Exploration via Joint Policy Diversity for Sparse-Reward Multi-Agent Tasks

Authors: Pei Xu, Junge Zhang, Kaiqi Huang

IJCAI 2023 | Conference PDF | Archive PDF | Plain Text | LLM Run Details

Reproducibility Variable Result LLM Response
Research Type Experimental We empirically evaluate the proposed method on three challenging environments: a discrete version of the multiple-particle environment (MPE) [Wang et al., 2019], the Google Research Football [Kurach et al., 2020] and Star Craft II micromanagement (SMAC) [Samvelyan et al., 2019]. In all experiments, we consider the sparse-reward setting. ... We show that our method significantly outperforms the stateof-the-art baselines on almost all tasks (RQ1 in Sec. 5.1). Fig. 1 shows a normalized sample size to achieve a success rate above 50% with respect to our method. ... To better understand the exploration behaviors of the proposed method, we present extensive experiments in the reward-free setting.

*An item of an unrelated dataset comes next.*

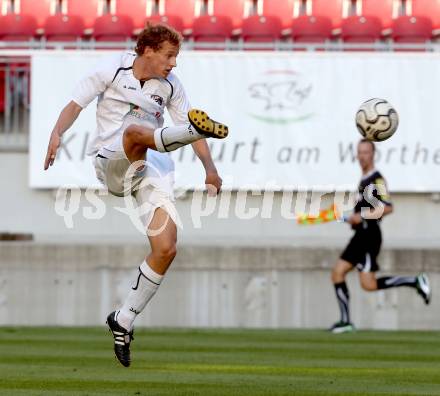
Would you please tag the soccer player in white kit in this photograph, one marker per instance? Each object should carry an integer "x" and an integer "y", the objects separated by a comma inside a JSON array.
[{"x": 131, "y": 146}]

Results show that our method, which is on top of a classical bonus-based method (i.e., count-based method), can explore significantly more states compared to the classical method (RQ2 in Sec. 5.2).
Researcher Affiliation Academia Pei Xu1,2 , Junge Zhang2 , Kaiqi Huang1,2,3 1School of Artificial Intelligence, University of Chinese Academy of Sciences 2CRISE, Institute of Automation, Chinese Academy of Sciences 3CAS, Center for Excellence in Brain Science and Intelligence Technology
Pseudocode No No structured pseudocode or algorithm blocks were found in the paper.

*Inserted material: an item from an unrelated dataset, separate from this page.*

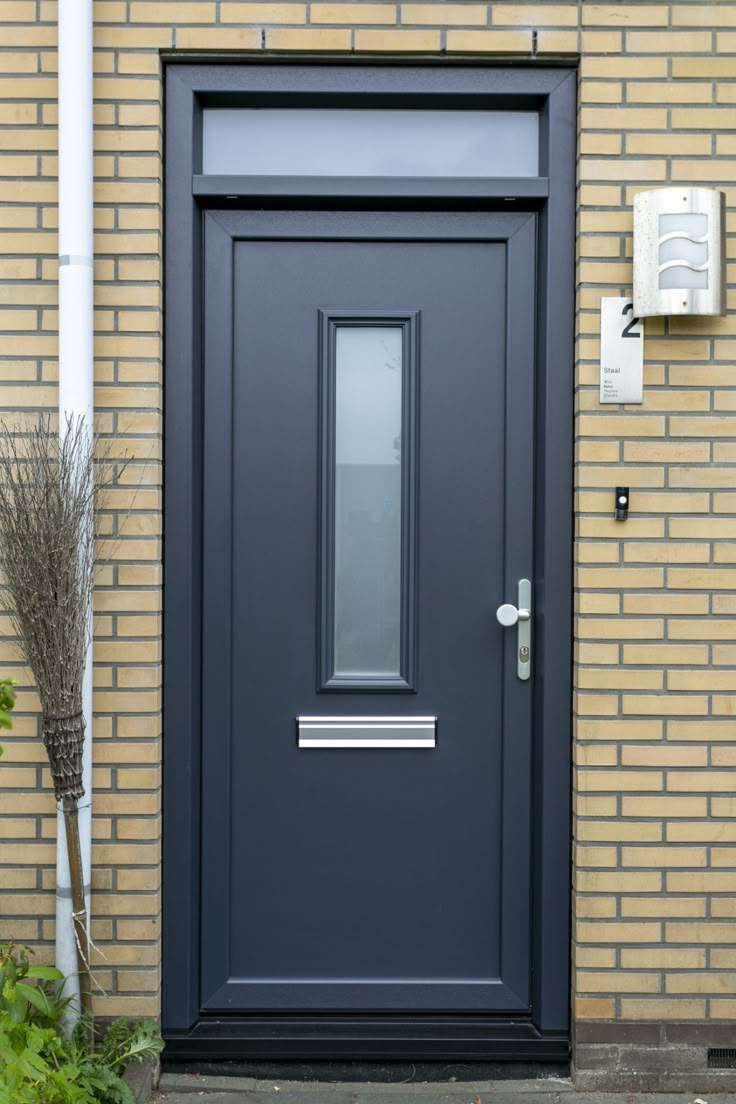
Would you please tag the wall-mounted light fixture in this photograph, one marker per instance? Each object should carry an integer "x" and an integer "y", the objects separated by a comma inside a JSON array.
[{"x": 680, "y": 252}]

Open Source Code No The paper does not provide any statement or link indicating that the source code for the methodology is openly available.
Open Datasets Yes We empirically evaluate the proposed method on three challenging environments: a discrete version of the multiple-particle environment (MPE) [Wang et al., 2019], the Google Research Football [Kurach et al., 2020] and Star Craft II micromanagement (SMAC) [Samvelyan et al., 2019].

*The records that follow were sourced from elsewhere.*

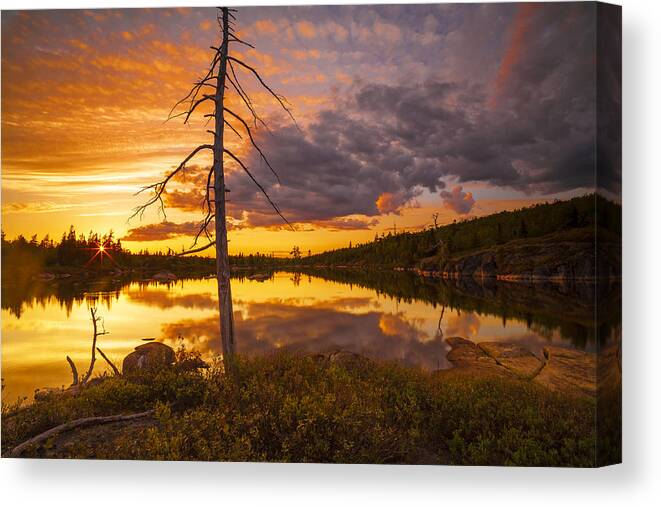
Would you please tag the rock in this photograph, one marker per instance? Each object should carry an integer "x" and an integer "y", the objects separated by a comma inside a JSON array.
[
  {"x": 568, "y": 370},
  {"x": 164, "y": 276},
  {"x": 151, "y": 356},
  {"x": 344, "y": 358},
  {"x": 515, "y": 358},
  {"x": 564, "y": 370},
  {"x": 259, "y": 277},
  {"x": 192, "y": 363},
  {"x": 465, "y": 354}
]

Dataset Splits No The paper mentions 'training curves' and 'training settings' and that 'All experiments run with five random seeds', but does not explicitly provide specific percentages, sample counts, or detailed methodology for training/test/validation dataset splits.
Hardware Specification No The paper does not provide any specific hardware details such as GPU models, CPU types, or memory specifications used for running experiments.
Software Dependencies No The paper mentions using specific frameworks or methods like QMIX and RND, but does not list any specific ancillary software dependencies with version numbers (e.g., Python 3.x, PyTorch x.x).
Experiment Setup No The paper states 'Details for environments and training are given in supplementary material.' While it mentions hyperparameters like w1, w2, and cu, and β, it does not provide their specific values or detailed training configurations within the main text.